Patient satisfaction is one thing. I believe this example goes a bit beyond that. I would be happy if physicians started exerting their influence again, instead of always resigning themselves to the status quo. Our salaries are going down - oh, well, there's nothing we can do about it. Respect for our profession has fallen - oh, well, there's nothing we can do about it. For a bunch of incredibly bright people, we sure don't know how to stand up for ourselves and get what we want. My point is that when we see trends such as medical consumerism burgeoning, we should exert our influence to stop it rather than resigning ourselves to the fact that it's occurring. Physicians resigning themselves to a status quo imposed by outsiders is a big part of the mess they find themselves in today.

It's worse than physicians just resigning ourselves to it. Many are actively joining in. I cite as examples the multitude of docs opening various forms of cash practices from Botox/Dermabrasion to medical weightloss to concierge medicine. I'm not even against these types of enterprises in theory but they are examples of the effects of the medical consumerism you're talking about.
 
It's worse than physicians just resigning ourselves to it. Many are actively joining in. I cite as examples the multitude of docs opening various forms of cash practices from Botox/Dermabrasion to medical weightloss to concierge medicine. I'm not even against these types of enterprises in theory but they are examples of the effects of the medical consumerism you're talking about.

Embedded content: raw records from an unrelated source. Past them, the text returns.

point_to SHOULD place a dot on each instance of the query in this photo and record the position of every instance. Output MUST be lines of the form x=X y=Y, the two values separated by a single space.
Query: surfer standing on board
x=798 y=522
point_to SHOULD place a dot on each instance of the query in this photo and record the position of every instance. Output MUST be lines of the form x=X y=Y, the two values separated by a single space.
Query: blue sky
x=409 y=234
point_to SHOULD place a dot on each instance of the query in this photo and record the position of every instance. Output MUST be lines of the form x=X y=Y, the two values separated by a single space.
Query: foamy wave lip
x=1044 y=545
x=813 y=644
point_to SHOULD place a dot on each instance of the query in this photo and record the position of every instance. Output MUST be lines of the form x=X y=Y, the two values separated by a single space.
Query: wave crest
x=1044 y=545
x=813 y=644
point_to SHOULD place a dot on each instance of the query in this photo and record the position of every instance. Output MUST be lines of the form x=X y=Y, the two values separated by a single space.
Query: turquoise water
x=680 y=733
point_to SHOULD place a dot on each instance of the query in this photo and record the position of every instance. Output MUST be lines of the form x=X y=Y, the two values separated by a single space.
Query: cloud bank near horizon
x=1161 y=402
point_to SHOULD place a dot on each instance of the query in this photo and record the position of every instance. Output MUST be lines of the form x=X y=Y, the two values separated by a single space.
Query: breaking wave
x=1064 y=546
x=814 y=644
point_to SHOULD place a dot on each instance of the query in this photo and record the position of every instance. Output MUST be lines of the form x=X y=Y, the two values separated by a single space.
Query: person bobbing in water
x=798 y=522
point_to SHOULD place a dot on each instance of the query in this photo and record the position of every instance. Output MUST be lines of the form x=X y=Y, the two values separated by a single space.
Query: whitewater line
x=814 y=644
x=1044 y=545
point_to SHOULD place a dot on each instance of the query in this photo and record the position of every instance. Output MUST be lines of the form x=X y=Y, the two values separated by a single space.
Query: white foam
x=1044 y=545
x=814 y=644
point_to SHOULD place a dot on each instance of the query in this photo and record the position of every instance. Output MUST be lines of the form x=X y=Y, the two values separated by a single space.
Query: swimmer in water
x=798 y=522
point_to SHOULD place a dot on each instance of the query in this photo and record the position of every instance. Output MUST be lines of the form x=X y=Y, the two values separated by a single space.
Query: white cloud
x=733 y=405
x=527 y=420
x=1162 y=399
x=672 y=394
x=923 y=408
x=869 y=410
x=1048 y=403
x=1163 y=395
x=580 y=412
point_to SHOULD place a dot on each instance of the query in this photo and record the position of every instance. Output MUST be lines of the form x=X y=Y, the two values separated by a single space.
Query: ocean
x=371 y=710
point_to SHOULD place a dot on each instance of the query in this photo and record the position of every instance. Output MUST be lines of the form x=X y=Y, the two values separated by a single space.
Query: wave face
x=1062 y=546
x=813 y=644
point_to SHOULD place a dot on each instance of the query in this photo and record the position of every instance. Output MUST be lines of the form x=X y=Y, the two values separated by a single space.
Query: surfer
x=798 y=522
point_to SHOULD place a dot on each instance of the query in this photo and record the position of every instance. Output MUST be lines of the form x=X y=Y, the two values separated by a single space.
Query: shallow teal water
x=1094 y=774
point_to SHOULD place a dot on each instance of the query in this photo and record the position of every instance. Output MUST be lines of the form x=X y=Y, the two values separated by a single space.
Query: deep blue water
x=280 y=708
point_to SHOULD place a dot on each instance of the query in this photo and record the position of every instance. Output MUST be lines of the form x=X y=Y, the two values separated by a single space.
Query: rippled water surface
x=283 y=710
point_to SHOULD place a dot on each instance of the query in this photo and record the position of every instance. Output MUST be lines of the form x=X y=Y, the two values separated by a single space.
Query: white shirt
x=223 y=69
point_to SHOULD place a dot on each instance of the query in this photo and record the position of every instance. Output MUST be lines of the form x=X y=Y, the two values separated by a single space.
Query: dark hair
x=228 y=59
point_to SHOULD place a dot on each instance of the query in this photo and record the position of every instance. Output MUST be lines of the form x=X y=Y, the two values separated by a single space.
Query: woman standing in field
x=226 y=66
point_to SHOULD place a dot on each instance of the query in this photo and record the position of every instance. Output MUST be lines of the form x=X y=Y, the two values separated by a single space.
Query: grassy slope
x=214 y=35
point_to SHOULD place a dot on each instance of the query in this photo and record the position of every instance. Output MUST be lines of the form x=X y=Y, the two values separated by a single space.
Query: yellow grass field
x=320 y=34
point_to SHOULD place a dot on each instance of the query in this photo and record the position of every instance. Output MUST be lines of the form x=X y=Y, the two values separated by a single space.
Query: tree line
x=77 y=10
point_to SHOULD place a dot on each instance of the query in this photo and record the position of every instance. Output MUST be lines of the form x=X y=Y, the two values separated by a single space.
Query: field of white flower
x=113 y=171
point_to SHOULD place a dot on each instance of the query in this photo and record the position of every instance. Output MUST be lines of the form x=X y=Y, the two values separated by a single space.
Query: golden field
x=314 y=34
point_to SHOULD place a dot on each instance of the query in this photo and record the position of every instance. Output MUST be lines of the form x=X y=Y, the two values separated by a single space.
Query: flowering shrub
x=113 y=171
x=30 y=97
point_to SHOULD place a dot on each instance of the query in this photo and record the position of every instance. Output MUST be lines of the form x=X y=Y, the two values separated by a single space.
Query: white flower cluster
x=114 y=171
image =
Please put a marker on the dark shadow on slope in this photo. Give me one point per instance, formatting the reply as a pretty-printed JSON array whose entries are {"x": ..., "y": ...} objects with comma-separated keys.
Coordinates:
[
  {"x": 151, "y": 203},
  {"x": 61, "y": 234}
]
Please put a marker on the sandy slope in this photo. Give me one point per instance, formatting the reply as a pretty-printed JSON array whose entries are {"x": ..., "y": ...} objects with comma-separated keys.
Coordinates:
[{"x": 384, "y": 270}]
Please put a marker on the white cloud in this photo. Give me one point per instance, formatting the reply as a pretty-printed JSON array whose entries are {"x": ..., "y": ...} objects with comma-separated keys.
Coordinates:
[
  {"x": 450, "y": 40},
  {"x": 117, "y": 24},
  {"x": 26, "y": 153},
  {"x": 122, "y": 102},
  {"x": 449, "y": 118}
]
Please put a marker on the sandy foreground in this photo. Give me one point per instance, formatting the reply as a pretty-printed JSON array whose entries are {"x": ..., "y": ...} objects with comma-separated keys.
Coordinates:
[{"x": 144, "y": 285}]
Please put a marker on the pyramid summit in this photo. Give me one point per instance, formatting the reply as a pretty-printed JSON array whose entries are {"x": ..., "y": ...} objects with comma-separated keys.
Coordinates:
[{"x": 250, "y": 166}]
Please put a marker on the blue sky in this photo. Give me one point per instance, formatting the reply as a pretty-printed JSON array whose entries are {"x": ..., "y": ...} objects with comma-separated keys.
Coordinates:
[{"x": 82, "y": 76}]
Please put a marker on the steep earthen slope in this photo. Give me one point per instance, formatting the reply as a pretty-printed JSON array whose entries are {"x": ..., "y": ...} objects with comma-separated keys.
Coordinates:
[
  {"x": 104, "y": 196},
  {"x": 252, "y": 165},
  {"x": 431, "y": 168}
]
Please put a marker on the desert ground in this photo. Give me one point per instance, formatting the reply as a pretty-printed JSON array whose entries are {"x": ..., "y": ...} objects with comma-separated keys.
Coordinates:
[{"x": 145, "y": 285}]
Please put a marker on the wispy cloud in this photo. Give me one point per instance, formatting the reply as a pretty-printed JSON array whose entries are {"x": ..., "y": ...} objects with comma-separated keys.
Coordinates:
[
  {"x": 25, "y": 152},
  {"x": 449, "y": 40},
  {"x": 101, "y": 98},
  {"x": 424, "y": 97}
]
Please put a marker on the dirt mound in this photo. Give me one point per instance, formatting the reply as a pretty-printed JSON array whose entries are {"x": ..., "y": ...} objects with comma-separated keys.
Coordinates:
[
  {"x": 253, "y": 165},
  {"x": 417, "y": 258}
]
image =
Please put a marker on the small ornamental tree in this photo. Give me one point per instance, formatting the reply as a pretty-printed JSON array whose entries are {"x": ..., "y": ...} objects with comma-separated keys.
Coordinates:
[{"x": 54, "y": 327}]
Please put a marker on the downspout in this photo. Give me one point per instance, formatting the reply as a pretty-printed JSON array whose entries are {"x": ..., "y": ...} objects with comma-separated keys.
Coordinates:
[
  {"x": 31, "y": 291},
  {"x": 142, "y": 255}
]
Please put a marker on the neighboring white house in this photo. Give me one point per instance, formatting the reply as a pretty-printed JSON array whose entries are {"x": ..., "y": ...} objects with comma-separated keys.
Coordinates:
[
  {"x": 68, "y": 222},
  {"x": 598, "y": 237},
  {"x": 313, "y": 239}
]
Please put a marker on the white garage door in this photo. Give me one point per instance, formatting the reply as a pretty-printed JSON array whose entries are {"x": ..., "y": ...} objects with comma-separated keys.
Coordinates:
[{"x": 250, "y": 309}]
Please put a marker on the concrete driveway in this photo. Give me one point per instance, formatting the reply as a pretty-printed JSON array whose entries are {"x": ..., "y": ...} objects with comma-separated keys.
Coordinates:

Yes, there are many physicians who have fostered the greedy, wealthy doctor stereotype that is about to result in us all getting a pay cut.
 
Yes, there are many physicians who have fostered the greedy, wealthy doctor stereotype that is about to result in us all getting a pay cut.
I don't know that I'd indict those docs for what they're doing. I think they are a symptom of the problem. They are proof that the current system is onerous enough that many docs are venturing out into risky territory rather than continue to put up with the bs.
 
I don't know that I'd indict those docs for what they're doing. I think they are a symptom of the problem. They are proof that the current system is onerous enough that many docs are venturing out into risky territory rather than continue to put up with the bs.

Hah, I actually don't necessarily indict them. If physician salaries decrease too much, I might want to practice boutique medicine as well, so I can pay my loans off at some point.